Message #30 received at 6149 <at> debbugs.gnu.org (full text, mbox):

From: Eli Zaretskii <eliz <at> gnu.org>
To: Stefan Monnier <monnier <at> iro.umontreal.ca>
Cc: 24531 <at> debbugs.gnu.org, sbaugh <at> janestreet.com, 6149 <at> debbugs.gnu.org,
 jidanni <at> jidanni.org
Subject: Re: bug#6149: bug#24531: process-send-string seems to truncate lines
 over 4096 characters
Date: Fri, 21 Jul 2023 08:39:52 +0300
> Cc: 24531 <at> debbugs.gnu.org, 6149 <at> debbugs.gnu.org, jidanni <at> jidanni.org
> Date: Thu, 20 Jul 2023 17:21:53 -0400
> From:  Stefan Monnier via "Bug reports for GNU Emacs,
>  the Swiss army knife of text editors" <bug-gnu-emacs <at> gnu.org>
> 
> > I see that this bug is about 13 years old.  I think there's a pretty
> > obvious solution: process-connection-type should default to nil.
> 
> In practice, that can't fly because it'll break existing code.

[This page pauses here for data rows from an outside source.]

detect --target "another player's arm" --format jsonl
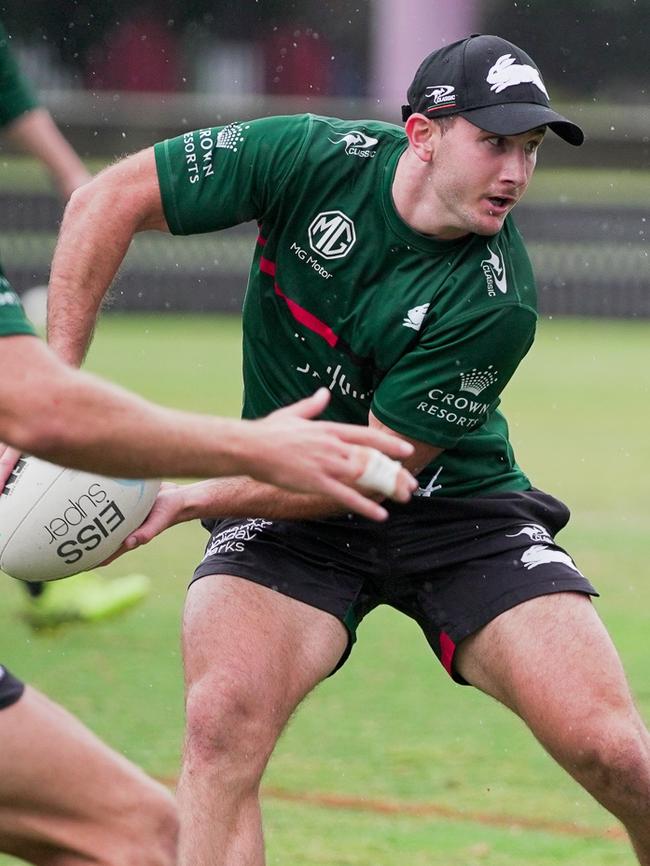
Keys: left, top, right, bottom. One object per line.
{"left": 0, "top": 339, "right": 415, "bottom": 520}
{"left": 117, "top": 412, "right": 439, "bottom": 553}
{"left": 176, "top": 412, "right": 438, "bottom": 518}
{"left": 47, "top": 148, "right": 164, "bottom": 365}
{"left": 3, "top": 108, "right": 91, "bottom": 201}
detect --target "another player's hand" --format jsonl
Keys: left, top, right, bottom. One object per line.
{"left": 0, "top": 443, "right": 22, "bottom": 493}
{"left": 102, "top": 482, "right": 185, "bottom": 563}
{"left": 246, "top": 389, "right": 418, "bottom": 520}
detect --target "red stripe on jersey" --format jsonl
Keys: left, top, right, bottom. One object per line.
{"left": 274, "top": 284, "right": 339, "bottom": 347}
{"left": 439, "top": 631, "right": 456, "bottom": 677}
{"left": 260, "top": 255, "right": 276, "bottom": 276}
{"left": 258, "top": 253, "right": 339, "bottom": 348}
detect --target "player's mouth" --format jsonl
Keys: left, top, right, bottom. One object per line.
{"left": 485, "top": 195, "right": 514, "bottom": 214}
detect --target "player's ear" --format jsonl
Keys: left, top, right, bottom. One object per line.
{"left": 404, "top": 114, "right": 437, "bottom": 163}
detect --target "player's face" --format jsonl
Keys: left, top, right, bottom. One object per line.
{"left": 428, "top": 117, "right": 545, "bottom": 239}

Indeed.  A large portion (I think the majority, but I'm not sure) of
Lisp programs that use bidirectional communications with async
subprocesses actually _want_ the PTY interface, because they act as
GUI front-ends to other programs.  Think "M-x term", "M-x gdb",
inferior-python-mode, etc.  Even "M-x grep" and the likes need that
because they rely on default color output, which only happens if Grep
is connected to a terminal device.  Some of the Emacs features based
on this don't work or don't work well on MS-Windows because Windows
only supports pipes.  Do we really want such semi-broken behavior on
GNU and Unix systems?

The number of applications that (a) don't need console-like behavior
and (b) need to send larger-than-4KB buffers to sub-processes is quite
small.  Which is why this issue comes up only very rarely.  So making
pipes the default will fix a very small fraction of applications, and
break the vast majority -- clearly a wrong balance.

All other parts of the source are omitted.